It’s possible that I have been pushing myself too hard. Student teaching is taking up almost every second of my life and it is rewarding but stressful.
I really needed to think about other things, so I was really looking forward to last Saturday, which for the most part turned out to be one of my favorite kink-themed days yet. Our regular dungeon was hosting a poly-and-kink day of workshops, and I went without Sweetie so I’d be more likely to talk to people—it worked! I got to sit and talk with people I usually only get to watch and be watched by. It gave me a wonderful sense of community, and I even made the acquaintance of another fire dom—I would have gotten to be set on fire, too, if it hadn’t been for some bad judgment on Sweetie’s and my part.
The DM had just built the above piece of furniture. It was meant for tickle play, but I spent a fair amount of the day daydreaming about ways to be tied to it.
As has become usual, I was the first one to strip down when the play party was even close to starting. Suspension frames were still being assembled when Sweetie started roping me up, as I danced a little bit to some (oddly appropriate) Chumbawamba: I get knocked down and (spoiler alert) I do, in fact, get up again.
I was feeling extra lovey-dovey with Sweetie and she put my harness on—I hadn’t seen her much during the week and I was full of endorphins from all of the poly chattering I’d done throughout the day. We stopped to kiss more often than we usually do, and I encouraged her to be a little more handsy—as long as she was careful with my Hello Kitty tape. I think it’s the sexiest she and I have ever been out in public.
Then it was time to climb onto the contraption. She strapped my arms onto the Y-shaped cross thing first, and then wound ropes around my waist and thighs to tie me to the back. She kept having to push my glasses up to keep them from falling off. She pulled the thigh ropes rhythmically, the way I like, and I moaned and sighed and nuzzled her. I felt so turned on.
She put the blindfold on me and tied my feet together, making sort of a spreader bar with ropes. She started to spank me right after that, but I told her my foot felt funny. I told her it was time to get down, but I was realizing it too late—I was starting to really freak out because I realized how much time it would take to get me free.

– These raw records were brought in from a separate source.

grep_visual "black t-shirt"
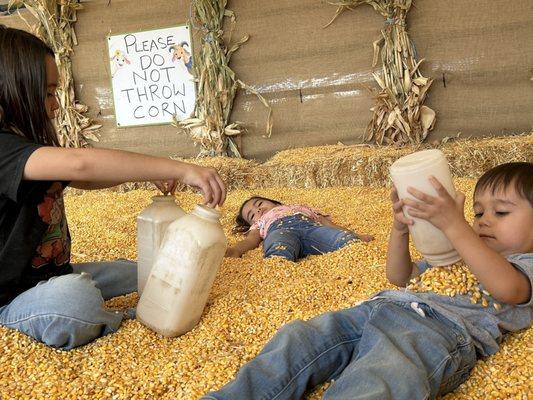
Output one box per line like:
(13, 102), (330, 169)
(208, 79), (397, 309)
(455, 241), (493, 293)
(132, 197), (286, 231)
(0, 131), (72, 306)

I felt trapped, terrified—it’s a feeling that occasionally has to come out, but I would prefer it in less woozy doses.
“Get the blindfold off. All the way off.” I was getting really upset and I felt myself slip out of consciousness as a wave of nausea came over me—I really didn’t want to be the girl who throws up on the dungeon floor, and I didn’t. I became dimly aware that people were helping Sweetie unwind the ropes—it was the guy who spanked me with a star-cane a few months ago and his punk rock girlfriend—gentle voices and people working purposefully at the knots, telling me it was okay,
“You can get out now,” said Sweetie, but I was still tied to the frame.
“Nonono I can’t, I can’t get out yet.”
Finally I was able to climb/fall out of the contraption and into/onto the punk rock girl. I wanted to lay right down on the floor but I was still heaving like I was going to throw up, so Sweetie rushed me to the loo. I am not a heavy drinker, so this is the first time I’ve ever found myself sobbing into a bar toilet. I couldn’t throw up, but I couldn’t stand up without feeling sick. So I just stayed there and cried. More nice, soothing voices, kind people bringing a wet towel for my burning forehead, the Punk Rock Girl making sure we knew there was a spot clear to lay down.
There was something oddly normal about laying on a bench in the dungeon, crying my eyes out. I was covered in a scarf and shivering until I could find the strength to put my clothes on. A kind soul brought over a clean tablecloth to wrap me up in. I was too freaked out for Sweetie to even touch me, but the tears? They seemed okay. I felt like myself. So much myself that I cried because I worried that I wouldn’t be well enough to make lesson plans for my guided reading groups on Monday.
I feel fine as I’m writing this, even if I still feel stupid for kneeling in a constricted position for as long as I did. I might have to be a little vanilla for a few weeks ‘til the scare wears off, but I’m okay. Part of the goal of my adventures is to build a community, to make myself safer by making connections, and my stupid faint let me know that I am reaching that goal. Sweetie and I are not alone. There are nice people in special outfits who will help us when we need it. That is a big comfort.
I am completely exhausted about student teaching and about the other changes I have been going through. I think that Saturday’s shutdown was my body’s way of asking me to please find it some rest. I’ll really try to—it’s the least I can do.